Fiabe 3. I Giganti

Però non li sapevano descrivere, perché, da tanto tempo, non c’era più nessuno che li avesse mai visti. Va da sé comunque che, essendo tanto grandi, dovevano essere per forza anche molto cattivi. E così gli abitanti della vallata non oltrepassavano mai il vecchio ponte sul ruscello.

C’era il serio pericolo di restare schiacciati sotto gli enormi piedi di quei colossi o addirittura – dio ne scampi – di essere scambiati per dei pulcini e finire infilzati allo spiedo per un rapido spuntino!

D’altra parte gli Annoicibastavillesi non mancavano di nulla.

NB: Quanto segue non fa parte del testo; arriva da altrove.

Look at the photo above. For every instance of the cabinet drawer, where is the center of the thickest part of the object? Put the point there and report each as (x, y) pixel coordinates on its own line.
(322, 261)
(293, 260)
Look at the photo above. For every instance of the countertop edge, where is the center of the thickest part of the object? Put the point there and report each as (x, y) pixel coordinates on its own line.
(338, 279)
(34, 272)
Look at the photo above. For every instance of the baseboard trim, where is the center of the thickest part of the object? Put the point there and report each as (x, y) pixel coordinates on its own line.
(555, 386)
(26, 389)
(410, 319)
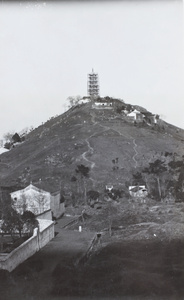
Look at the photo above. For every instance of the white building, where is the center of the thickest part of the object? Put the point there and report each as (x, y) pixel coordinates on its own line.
(31, 198)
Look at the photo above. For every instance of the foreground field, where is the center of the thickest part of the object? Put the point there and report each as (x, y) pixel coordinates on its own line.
(140, 256)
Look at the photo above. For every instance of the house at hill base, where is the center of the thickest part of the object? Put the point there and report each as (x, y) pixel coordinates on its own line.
(42, 203)
(138, 191)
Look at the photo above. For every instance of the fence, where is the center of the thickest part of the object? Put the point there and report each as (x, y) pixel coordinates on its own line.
(39, 239)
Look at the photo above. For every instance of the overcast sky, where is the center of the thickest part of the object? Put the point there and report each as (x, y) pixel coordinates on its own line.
(47, 49)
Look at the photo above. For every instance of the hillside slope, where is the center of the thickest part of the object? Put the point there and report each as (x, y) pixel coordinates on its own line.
(105, 140)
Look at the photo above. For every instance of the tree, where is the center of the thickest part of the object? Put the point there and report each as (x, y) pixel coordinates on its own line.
(30, 222)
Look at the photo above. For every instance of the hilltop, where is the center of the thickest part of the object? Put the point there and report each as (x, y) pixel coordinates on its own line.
(117, 150)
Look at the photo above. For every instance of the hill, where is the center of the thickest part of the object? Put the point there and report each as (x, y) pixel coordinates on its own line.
(116, 149)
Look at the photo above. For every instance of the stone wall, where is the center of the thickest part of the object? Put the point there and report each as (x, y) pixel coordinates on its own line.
(39, 239)
(47, 215)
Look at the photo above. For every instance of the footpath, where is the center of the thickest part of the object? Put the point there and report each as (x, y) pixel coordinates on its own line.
(33, 279)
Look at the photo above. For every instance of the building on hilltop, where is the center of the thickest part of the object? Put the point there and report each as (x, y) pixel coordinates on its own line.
(93, 84)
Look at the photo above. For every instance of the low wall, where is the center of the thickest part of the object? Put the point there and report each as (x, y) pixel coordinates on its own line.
(39, 239)
(47, 215)
(46, 232)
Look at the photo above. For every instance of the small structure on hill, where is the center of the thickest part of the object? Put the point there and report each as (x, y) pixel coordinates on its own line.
(93, 84)
(109, 187)
(135, 115)
(138, 191)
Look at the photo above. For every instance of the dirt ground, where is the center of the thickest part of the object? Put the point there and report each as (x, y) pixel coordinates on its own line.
(141, 257)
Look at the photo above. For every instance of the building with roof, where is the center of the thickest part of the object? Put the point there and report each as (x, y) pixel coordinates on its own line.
(93, 84)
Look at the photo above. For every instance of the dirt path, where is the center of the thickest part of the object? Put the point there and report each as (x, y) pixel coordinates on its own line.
(34, 279)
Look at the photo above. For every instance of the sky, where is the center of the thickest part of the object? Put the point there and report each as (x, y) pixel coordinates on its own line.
(48, 48)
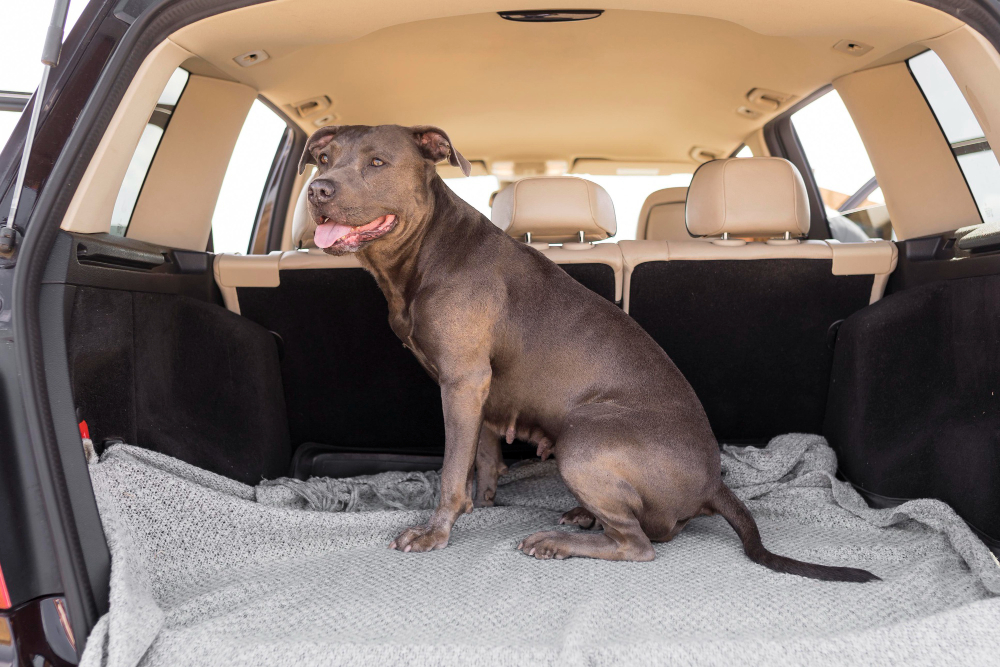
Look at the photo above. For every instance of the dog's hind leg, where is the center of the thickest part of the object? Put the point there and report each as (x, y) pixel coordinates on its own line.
(489, 466)
(589, 472)
(580, 516)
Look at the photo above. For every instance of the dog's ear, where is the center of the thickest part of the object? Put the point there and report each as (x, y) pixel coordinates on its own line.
(318, 140)
(435, 145)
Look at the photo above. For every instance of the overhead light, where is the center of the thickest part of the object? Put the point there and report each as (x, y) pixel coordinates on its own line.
(556, 167)
(768, 100)
(551, 15)
(503, 169)
(251, 58)
(852, 47)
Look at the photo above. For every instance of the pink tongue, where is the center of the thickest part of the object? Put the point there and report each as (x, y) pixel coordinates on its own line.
(327, 234)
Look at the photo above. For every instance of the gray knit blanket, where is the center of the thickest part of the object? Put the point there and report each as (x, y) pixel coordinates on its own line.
(207, 571)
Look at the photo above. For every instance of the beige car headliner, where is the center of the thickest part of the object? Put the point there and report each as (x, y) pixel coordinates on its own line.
(645, 81)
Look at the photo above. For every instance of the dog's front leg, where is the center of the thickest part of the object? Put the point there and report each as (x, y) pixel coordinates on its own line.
(463, 398)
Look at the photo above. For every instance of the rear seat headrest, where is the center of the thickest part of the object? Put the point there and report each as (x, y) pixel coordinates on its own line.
(662, 216)
(555, 209)
(755, 196)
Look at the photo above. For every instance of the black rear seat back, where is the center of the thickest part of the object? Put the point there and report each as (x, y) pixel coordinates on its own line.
(573, 213)
(752, 325)
(348, 380)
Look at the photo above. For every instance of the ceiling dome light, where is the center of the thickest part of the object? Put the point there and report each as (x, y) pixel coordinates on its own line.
(551, 15)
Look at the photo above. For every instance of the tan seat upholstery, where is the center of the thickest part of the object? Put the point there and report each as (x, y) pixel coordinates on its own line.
(758, 196)
(662, 216)
(752, 324)
(303, 226)
(557, 210)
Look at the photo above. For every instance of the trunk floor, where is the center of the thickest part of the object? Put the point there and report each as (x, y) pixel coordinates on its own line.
(207, 571)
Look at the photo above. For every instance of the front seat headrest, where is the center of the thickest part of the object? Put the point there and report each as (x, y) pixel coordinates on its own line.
(555, 209)
(662, 216)
(753, 196)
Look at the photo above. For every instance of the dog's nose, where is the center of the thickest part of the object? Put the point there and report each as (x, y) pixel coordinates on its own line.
(321, 191)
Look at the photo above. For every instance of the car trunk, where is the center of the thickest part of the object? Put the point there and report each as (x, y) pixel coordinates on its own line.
(310, 382)
(211, 421)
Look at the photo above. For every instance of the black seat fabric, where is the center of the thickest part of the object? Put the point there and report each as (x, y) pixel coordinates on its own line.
(754, 338)
(182, 377)
(749, 312)
(348, 379)
(914, 409)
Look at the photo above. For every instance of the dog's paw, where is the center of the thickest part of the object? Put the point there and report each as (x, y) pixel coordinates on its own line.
(421, 538)
(546, 545)
(578, 516)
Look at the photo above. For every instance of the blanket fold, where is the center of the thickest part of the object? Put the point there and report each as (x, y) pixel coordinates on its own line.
(206, 570)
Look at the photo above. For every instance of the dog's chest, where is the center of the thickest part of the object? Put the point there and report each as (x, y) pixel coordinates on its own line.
(401, 322)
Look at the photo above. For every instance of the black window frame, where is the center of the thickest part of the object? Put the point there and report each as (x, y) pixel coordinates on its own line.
(783, 141)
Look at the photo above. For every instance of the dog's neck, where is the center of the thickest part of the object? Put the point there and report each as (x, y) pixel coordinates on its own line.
(448, 225)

Per consentire una comoda raccolta dei frutti, gli alberi erano tanto cortesi da ramificare verso il basso. Le spighe di grano, compite ed educate, non si permettevano mai di crescere più di una spanna e, una volta mature, piegavano gentilmente il capo per facilitare la mietitura.

Sulla base di una legge antichissima, la cui emanazione si perdeva nella notte dei tempi, si potevano allevare soltanto galline nane. Per il trasporto e il lavoro dei campi si usavano esclusivamente pony e asini di piccola taglia.

L’acqua del ruscello era limpida e fresca, anche se i valligiani non disdegnavano di annaffiare i loro pasti con abbondanti libagioni dell’ottimo vino delle loro vigne. Marmellate, ciambelle e torte erano la delizia dei bambini. Alla primavera non mancava mai di seguire l’estate e l’inverno era costantemente preceduto dall’autunno.

Insomma nella valle la vita scorreva tranquilla e serena e tutti vivevano felici e contenti.

I fanciulli crescevano gioiosamente scorazzando nei campi e nei boschetti, giocando a pallone e a nascondino. Facevano la bella vita dei ragazzi di tutti i paesi del mondo. Solo una cosa gli era vietata: oltrepassare il vecchio ponte, meglio noto come Ponte della Battaglia.

Si narrava che lì si era conclusa la cruenta guerra eroicamente sostenuta dai loro antenati contro il popolo dei Giganti. L’epico racconto di quegli antichi fatti veniva tramandato oralmente di padre in figlio da molti secoli. I più giovani avevano appreso così che anticamente gli Annoicibastavillesi erano molto più numerosi e abitavano un regno grande e fertile al di là del ponte. Solo dopo le vicissitudini della guerra contro il popolo dei Giganti, i superstiti si erano ritirati nella valle.

Come spesso accade anche da noi, nessuno sapeva indicare con esattezza quale fosse stata la causa di quel terribile conflitto. Alcuni sostenevano che la vera ragione andasse ricercata nella smodata sete di conquista del popolo dei giganti; altri invece ponevano a base della guerra il furto di un bicchierino di rame, usato dagli Annoicibastavillesi come pentolone; e non mancò addirittura – tanto sono maliziosi alcuni individui – chi attribuì il motivo della guerra agli interessi dei fabbricanti di armi.

La diatriba sul punto dura tuttora e non sembra destinata a trovare una soluzione che metta tutti d’accordo. Comunque, sta di fatto che, sempre secondo il racconto degli avi, a un certo punto, senza neanche una regolare dichiarazione di guerra, i Giganti assalirono i pacifici Annoicibastavillesi.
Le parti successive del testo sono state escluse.